Monday, April 4, 2016

Diversity, Harmony and acedemia

The Three Treasures of Buddha, Dharma and Sangha are sometimes articulated as Unity, Diversity/Differences and Harmony (of Diversity). We could describe Dharma practice as Seeing/Being Unity, discovering our various ways of habitual reactiveness to the Diversity of forms and conditions, Differences, and then clarifying and manifesting the Harmony of Unity Differences. These themes are significant in ongoing practice and cast a light on tendencies of attachment and delusion which result in suffering and harming. And it is always our daily life where and how this arises, where our habits and reactions perpetuate and maintain dhukkha, right here is our practice, our manifesting the Three Treasures.

This theme is evident in our reactions to beliefs about political candidates who we like and dislike.
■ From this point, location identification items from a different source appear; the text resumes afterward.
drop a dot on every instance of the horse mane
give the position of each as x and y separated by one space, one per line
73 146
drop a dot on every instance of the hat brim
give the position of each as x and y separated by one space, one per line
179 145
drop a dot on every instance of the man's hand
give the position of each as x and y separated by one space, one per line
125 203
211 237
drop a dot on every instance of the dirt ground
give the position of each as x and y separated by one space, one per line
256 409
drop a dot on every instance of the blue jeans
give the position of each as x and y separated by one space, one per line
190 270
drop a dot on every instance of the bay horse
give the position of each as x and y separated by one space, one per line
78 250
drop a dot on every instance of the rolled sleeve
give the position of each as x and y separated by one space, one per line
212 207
As I alluded to in a previous blog Dharma talk, Not Speaking of the Faults of Others  3/27/16 , if you can not sit zazen when you find, among those sitting in the Zendo with you, Hillary Clinton on one side of you, Ted Cruz on the other side, Bernie Sanders, Donald Trump and John Kasich across from you, right here is your practice and the precepts.
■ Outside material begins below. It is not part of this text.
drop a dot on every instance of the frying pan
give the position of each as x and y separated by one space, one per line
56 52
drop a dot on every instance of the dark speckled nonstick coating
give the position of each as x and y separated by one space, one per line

Having connections with a number of academics, I hear all sorts of things about the environment and relations among faculty and administrators in universities in various parts of the world. My own experience is limited to years of teaching at various universities which ended many years ago. There are many aspects of the university environment and relations which are for many an important practice realm.

Two recent articles have been brought to my attention in relation to this matter of differences, diversity and the harmony or non-harmony manifested.

The following is an excerpt from a review of Passing on the Right By Jon A. Shields and Joshua M. Dunn Sr.

"Conservatives have good reason to view American universities as hostile territory. The 2006 Politics of the American Professoriate survey, conducted by the sociologists Neil Gross and Solon Simmons, found that 17.6% of faculty in the social sciences consider themselves Marxists. Only 3.6% consider themselves conservatives. The same survey suggested that if the election of 2004 had been held exclusively in faculty lounges, John Kerry would have won in a historic landslide, 77.6% to 20.4%.

Progressive academics, otherwise so skilled at finding the prejudice behind every disparity, typically shrug this off. According to Mr. Gross, the explanation professors most often give for the scarcity of conservatives among their colleagues is that conservatives are close-minded. The second most popular explanation is that they are too money hungry to settle for a professor’s salary. In other words, if conservative academics are rare, they have their own defects to blame.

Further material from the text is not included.